As countless people who have lived along the Gulf Coast still try to recover from hurricane Katrina, each evening we see leaders and residents alike talk about not letting Mother Nature win, and the need to rebuild New Orleans and other destroyed communities. I love to see such resiliency and determination, but in the heat of the moment there is a strong emotional element that is involved when these statements are made. In the long run, cooler heads need to seriously consider whether such massive investments are the wise thing to do.
On August 8, I wrote about how research showed a key prediction from global warming models has been confirmed. It only took three weeks before we had more supporting evidence with Katrina.
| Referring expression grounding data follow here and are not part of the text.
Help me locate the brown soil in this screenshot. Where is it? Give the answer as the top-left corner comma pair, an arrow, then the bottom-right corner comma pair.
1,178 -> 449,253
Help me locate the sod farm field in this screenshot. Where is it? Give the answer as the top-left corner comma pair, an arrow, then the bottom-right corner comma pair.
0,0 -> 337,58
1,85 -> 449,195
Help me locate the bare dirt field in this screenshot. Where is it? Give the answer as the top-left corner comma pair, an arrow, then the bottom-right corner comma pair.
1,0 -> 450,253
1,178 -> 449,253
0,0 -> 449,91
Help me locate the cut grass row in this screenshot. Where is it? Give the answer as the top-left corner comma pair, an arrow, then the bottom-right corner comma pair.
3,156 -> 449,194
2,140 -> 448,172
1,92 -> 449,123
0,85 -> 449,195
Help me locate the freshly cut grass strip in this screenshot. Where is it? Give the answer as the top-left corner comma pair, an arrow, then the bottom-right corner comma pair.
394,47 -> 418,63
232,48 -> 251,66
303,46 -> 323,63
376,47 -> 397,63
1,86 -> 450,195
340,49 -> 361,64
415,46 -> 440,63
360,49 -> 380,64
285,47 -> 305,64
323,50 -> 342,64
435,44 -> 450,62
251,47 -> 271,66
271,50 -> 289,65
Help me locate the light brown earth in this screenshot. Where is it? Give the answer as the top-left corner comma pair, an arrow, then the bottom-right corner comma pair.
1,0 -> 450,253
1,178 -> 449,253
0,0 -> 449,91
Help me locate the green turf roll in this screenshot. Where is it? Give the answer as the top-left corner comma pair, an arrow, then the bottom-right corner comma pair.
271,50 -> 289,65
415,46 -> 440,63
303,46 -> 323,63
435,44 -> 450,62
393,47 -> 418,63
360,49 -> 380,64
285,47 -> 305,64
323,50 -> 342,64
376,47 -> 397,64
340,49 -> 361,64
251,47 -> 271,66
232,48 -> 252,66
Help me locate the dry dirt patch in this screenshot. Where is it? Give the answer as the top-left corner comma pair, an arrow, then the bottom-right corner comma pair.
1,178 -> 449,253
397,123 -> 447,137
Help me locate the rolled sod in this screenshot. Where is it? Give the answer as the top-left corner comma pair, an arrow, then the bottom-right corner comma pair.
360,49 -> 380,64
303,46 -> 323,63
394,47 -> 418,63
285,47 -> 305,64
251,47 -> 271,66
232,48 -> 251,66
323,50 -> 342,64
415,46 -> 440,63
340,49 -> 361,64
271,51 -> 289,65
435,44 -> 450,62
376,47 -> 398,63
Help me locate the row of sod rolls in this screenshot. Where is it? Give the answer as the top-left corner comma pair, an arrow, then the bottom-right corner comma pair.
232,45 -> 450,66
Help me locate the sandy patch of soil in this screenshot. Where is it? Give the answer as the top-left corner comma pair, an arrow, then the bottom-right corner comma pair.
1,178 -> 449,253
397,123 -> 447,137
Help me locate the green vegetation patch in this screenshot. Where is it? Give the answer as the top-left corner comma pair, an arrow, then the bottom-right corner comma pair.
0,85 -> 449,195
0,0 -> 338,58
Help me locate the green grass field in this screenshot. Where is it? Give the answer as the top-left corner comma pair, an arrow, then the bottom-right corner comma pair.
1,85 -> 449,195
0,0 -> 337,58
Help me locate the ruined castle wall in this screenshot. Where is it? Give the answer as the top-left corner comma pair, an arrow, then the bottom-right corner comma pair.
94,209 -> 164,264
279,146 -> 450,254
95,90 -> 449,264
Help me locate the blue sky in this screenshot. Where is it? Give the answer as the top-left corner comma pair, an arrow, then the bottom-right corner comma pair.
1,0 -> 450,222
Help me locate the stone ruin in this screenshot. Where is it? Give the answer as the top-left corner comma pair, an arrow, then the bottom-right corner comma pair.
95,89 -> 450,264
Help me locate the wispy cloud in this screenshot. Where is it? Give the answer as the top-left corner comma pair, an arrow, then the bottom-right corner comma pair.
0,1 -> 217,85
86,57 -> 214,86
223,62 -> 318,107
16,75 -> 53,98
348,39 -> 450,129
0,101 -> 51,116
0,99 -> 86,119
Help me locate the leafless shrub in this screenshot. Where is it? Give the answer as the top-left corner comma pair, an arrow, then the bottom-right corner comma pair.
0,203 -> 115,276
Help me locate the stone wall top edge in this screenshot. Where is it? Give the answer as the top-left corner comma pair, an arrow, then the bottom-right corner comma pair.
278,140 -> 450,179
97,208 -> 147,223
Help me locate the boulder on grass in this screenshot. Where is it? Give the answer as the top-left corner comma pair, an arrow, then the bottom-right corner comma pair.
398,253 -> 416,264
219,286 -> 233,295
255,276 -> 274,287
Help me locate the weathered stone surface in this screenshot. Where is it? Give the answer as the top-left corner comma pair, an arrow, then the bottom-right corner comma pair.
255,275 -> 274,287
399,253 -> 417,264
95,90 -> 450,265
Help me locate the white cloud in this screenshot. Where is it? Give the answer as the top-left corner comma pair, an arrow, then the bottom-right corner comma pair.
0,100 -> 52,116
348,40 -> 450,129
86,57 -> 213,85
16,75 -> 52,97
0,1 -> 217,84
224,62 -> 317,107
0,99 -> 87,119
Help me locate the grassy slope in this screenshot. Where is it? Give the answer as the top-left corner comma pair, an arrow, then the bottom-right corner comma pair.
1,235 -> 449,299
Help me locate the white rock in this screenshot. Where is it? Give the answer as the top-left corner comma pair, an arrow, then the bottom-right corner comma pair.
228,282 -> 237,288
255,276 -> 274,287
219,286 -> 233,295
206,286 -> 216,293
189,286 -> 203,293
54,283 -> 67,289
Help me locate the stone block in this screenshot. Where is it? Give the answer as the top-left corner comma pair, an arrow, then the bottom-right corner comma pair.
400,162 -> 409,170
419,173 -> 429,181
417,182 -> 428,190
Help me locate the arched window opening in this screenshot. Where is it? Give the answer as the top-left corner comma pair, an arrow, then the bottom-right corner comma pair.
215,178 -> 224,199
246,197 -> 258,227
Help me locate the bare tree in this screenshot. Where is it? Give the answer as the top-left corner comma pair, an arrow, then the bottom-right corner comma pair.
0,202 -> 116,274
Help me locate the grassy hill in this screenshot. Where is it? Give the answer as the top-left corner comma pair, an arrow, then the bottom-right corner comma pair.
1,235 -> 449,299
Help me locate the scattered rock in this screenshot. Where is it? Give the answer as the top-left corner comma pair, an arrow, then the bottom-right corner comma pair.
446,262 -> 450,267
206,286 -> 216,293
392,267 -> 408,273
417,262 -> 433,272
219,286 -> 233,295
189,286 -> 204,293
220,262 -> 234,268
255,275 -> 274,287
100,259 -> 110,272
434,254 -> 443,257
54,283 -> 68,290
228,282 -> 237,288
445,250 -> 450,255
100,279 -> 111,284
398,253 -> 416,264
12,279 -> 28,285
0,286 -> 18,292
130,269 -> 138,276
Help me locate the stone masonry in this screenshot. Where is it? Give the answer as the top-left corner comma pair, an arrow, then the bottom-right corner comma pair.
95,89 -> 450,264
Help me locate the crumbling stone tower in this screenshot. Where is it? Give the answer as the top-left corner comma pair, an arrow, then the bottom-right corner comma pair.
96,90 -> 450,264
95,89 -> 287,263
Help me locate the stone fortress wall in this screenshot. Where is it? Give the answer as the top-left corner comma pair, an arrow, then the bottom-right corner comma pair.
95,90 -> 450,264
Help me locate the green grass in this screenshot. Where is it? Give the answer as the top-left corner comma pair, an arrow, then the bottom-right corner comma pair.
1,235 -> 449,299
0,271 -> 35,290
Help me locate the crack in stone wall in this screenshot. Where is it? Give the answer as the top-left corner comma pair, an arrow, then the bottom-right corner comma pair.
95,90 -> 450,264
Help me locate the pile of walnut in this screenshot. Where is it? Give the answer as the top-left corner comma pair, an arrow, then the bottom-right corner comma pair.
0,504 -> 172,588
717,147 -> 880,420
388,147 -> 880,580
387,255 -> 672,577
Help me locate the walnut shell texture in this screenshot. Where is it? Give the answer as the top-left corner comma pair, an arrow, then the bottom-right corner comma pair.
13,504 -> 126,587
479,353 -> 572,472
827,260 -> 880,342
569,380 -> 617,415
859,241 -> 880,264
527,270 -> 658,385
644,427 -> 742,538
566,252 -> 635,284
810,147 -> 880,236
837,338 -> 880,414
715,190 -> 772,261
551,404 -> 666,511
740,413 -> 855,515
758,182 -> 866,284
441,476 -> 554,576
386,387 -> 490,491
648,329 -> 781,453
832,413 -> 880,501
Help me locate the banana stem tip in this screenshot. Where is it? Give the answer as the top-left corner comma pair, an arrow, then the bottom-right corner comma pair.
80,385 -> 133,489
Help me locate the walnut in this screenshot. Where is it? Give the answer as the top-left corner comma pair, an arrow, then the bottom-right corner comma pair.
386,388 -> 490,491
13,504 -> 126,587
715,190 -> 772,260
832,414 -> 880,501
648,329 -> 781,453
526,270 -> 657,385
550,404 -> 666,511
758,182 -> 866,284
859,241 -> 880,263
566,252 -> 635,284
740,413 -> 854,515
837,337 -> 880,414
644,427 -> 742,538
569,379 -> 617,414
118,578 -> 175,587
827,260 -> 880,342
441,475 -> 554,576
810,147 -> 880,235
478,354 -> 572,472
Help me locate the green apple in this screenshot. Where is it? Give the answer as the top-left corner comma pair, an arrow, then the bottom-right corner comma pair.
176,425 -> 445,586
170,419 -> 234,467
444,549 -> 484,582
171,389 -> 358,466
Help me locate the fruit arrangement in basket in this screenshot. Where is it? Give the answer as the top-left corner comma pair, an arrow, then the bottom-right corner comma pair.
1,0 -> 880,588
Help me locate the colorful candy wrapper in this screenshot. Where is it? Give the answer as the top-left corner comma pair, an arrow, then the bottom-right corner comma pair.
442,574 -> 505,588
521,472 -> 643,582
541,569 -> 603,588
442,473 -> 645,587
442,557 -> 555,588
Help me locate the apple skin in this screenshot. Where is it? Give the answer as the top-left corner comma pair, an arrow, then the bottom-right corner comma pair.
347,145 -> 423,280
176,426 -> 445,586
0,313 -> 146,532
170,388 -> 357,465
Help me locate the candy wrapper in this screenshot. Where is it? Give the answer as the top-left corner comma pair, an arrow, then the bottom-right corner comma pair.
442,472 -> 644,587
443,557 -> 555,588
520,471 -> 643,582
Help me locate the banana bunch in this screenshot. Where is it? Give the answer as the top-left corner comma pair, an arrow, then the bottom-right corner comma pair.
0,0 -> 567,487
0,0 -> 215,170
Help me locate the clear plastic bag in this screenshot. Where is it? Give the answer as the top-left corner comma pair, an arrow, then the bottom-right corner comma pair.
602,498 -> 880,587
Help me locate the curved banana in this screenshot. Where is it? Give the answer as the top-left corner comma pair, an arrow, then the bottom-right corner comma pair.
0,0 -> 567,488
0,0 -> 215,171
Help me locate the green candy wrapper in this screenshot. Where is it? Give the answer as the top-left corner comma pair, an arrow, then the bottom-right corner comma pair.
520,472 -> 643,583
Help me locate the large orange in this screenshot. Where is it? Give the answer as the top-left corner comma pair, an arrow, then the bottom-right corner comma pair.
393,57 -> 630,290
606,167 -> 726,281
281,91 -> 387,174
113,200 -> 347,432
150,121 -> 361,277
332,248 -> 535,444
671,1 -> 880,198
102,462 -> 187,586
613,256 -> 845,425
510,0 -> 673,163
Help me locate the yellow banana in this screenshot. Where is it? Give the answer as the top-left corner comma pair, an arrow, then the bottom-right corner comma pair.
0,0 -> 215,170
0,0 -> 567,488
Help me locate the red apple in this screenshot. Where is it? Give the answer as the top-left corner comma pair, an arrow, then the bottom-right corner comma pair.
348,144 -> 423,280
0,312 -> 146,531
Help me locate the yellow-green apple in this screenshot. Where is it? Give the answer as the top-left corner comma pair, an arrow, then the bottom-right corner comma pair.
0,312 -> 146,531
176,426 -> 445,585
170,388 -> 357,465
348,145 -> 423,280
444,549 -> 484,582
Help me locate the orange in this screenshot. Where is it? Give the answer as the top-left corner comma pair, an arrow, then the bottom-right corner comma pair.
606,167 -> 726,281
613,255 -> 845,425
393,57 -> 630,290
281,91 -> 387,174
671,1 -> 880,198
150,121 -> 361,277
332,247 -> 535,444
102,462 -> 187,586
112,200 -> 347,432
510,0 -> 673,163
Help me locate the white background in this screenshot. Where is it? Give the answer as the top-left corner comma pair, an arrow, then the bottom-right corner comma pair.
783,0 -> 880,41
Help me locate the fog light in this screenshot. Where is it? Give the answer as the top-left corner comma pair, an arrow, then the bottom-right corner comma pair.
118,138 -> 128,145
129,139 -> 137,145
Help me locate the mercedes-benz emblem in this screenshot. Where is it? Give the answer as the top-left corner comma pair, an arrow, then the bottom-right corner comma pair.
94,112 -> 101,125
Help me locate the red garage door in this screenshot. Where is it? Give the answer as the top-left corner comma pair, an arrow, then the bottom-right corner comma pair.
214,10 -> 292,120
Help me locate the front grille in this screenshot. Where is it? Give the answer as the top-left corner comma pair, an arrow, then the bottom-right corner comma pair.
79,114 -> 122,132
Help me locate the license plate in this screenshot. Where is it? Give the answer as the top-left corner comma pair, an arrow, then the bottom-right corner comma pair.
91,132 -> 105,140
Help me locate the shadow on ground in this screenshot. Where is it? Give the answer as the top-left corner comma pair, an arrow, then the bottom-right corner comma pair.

The prediction is that with global warming comes warmer surface water temperature, and a consequence of this is not more frequent hurricanes, but rather more intense and destructive hurricanes. I have heard that Katrina was the strongest hurricane ever recorded via air pressure measurements. This was predicted and expected according to scientists who study global weather patterns and models, and the Nature article concluded with the prophetical prediction that
"results suggest that future warming may lead to an upward trend in tropical cyclone destructive potential, and—taking into account an increasing coastal population—a substantial increase in hurricane-related losses in the twenty-first century."
Our leaders need to consider the science and increasing evidence that such ferocious storms will likely happen again before rebuilding begins. Obviously there are serious consequences, and it is time to weigh in hard data before emotional responses are acted upon.